Journal | Impact Factor rank (score), 2015 | CiteScore rank (score), 2015 |
---|---|---|
Lancet* | 4 (44.002) | 242 (7.72) |
Nature Materials | 7 (38.891) | 11 (25.58) |
Nature | 9 (38.138) | 60 (14.38) |
Science | 16 (34.661) | 80 (13.12) |
Reviews of Modern Physics | 19 (33.177) | 7 (32.79) |
Living Reviews in Relativity | 20 (32.000) | 13 (25.19) |
Progress in Materials Science* | 23 (31.083) | 6 (32.97) |
Cell* | 27 (28.710) | 17 (23.62) |
Progress in Polymer Science* | 29 (27.184) | 9 (28.32) |
Physical Review Letters | 291 (7.645) | 454 (5.76) |
* Journal published by Elsevier |
Despite such concerns, the impact factor caught on among readers, researchers, and librarians. In 1992 the information firm Thomson Reuters acquired ISI and, with it, the right to issue the list of impact factors. Today many journals tout their impact factor on information pages for potential authors and use the number in advertisements. Nature, for example, has an annual sale offering a subscription for the same amount as its current impact factor.

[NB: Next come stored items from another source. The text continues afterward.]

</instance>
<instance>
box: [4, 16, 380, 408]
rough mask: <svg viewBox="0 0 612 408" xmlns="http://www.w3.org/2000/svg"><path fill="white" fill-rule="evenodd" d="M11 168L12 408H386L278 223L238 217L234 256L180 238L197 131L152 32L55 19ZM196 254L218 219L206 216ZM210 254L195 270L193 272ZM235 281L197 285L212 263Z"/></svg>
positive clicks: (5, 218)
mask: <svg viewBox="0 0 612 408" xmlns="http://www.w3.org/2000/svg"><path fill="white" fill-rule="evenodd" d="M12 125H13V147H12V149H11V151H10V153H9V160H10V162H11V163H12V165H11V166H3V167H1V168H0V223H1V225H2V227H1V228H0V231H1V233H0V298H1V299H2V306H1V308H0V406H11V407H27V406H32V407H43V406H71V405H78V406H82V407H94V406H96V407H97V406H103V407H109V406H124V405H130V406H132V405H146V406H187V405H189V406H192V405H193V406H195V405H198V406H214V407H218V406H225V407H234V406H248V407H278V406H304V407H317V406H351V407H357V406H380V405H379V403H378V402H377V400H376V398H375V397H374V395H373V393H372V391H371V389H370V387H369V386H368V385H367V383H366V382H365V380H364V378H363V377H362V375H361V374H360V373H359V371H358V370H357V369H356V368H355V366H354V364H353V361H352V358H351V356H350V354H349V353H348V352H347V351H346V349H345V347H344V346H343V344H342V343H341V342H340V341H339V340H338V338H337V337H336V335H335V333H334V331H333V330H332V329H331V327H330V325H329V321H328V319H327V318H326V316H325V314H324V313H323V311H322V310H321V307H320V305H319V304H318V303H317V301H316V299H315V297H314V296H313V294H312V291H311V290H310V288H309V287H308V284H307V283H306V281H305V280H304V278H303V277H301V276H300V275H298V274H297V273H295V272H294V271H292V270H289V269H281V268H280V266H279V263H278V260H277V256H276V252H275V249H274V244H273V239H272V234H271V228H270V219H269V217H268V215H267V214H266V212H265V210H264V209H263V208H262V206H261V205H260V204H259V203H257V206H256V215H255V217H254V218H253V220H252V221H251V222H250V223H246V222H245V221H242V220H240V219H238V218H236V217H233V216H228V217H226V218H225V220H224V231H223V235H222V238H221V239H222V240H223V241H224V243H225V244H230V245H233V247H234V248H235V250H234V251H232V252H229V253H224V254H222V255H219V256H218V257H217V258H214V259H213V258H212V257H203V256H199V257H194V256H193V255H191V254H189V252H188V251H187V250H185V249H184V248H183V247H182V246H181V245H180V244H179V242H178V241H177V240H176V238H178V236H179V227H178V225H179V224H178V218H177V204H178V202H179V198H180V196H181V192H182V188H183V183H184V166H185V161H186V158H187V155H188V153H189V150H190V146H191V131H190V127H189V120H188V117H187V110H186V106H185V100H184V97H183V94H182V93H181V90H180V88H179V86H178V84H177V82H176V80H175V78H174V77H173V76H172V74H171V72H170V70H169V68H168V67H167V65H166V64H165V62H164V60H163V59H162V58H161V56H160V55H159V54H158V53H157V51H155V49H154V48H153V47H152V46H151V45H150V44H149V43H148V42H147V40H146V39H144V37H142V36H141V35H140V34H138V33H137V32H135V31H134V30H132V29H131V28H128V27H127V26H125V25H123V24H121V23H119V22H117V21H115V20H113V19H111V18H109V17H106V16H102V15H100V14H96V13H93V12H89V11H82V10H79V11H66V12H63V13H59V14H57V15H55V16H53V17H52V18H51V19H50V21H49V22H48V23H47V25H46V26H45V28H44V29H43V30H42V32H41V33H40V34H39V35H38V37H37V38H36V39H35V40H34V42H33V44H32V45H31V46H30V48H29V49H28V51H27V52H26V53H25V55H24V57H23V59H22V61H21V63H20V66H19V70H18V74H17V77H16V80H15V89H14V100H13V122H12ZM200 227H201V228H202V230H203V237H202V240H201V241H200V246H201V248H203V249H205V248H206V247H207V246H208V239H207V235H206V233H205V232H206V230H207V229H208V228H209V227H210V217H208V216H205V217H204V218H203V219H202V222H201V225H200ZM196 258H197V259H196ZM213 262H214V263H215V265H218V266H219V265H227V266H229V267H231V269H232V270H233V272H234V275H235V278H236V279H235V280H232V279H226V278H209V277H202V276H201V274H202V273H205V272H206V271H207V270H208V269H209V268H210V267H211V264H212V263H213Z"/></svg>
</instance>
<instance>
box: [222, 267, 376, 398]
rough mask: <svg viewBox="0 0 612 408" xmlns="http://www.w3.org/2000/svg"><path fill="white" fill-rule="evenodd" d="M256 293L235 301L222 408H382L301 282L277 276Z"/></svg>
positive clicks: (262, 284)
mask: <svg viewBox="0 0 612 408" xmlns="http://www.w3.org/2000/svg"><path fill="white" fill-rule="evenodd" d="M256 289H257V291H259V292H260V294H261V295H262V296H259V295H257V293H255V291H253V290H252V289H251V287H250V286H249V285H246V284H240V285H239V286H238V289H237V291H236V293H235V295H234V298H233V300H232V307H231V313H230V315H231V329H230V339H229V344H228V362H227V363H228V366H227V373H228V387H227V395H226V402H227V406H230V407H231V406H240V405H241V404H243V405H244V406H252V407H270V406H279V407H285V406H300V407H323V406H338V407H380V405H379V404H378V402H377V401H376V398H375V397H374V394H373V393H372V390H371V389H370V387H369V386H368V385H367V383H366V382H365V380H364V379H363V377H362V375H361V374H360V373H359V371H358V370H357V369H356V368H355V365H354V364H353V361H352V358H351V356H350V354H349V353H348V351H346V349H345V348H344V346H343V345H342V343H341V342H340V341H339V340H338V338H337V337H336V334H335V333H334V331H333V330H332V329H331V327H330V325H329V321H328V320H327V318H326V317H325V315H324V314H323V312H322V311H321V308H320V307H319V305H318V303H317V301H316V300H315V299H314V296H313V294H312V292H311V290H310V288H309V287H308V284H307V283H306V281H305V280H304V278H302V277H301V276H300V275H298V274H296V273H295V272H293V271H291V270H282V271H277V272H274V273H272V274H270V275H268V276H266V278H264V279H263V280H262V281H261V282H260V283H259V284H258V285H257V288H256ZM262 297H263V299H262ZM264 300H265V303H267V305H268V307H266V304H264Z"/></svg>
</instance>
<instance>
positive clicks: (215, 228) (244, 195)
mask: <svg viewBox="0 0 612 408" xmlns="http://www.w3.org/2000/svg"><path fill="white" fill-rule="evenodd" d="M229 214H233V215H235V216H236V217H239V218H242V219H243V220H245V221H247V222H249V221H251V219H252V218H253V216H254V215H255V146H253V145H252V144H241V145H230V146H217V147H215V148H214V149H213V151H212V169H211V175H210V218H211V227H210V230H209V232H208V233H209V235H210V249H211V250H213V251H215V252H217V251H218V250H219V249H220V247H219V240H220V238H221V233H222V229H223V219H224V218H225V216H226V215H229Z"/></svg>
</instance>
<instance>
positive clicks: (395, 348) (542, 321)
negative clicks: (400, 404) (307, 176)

The spread of the impact factor hasn’t silenced the index’s critics. Two recent studies showed that journal impact factors no longer have a strong correlation with the number of citations individual papers in those journals receive. The measure’s ineffectiveness is due to a combination of highly cited papers that skew impact factor calculations and scientists’ tendency to read individual articles from many journals rather than one single issue of a top journal.
Other observers have argued that journal editors have manipulated their impact factors by encouraging self-citation, rendering the metric unreliable. Even Philip Campbell, the editor-in-chief of Nature, has argued that impact factors are overused. Furthermore, Thomson Reuters makes its rankings available only to subscribers, which makes it difficult for researchers whose institutions do not have access.
Although many people would like to see the impact factor’s hold on science shaken, it seems unlikely that Elsevier’s CiteScore—or any other alternate metric—will be the solution. CiteScore has one notable advantage over its older rival: Its rankings and data are freely available. But its basic methodology overlaps enough with that of the impact factor that it seems to suffer from the same weaknesses.
Critics are already pointing to potential conflicts of interest with a journal ranking system that is issued by a journal publisher. Notably, CiteScore divides a journal’s citations by the total number of articles it has printed, including news articles, editorials, and correspondence—a modeling choice that dramatically drops the rank of some top non-Elsevier journals like Nature and Science, as well as Elsevier’s most famous medical journal, the Lancet.
CiteScore probably won’t dethrone the impact factor—but that does not mean the 45-year-old metric’s future is guaranteed.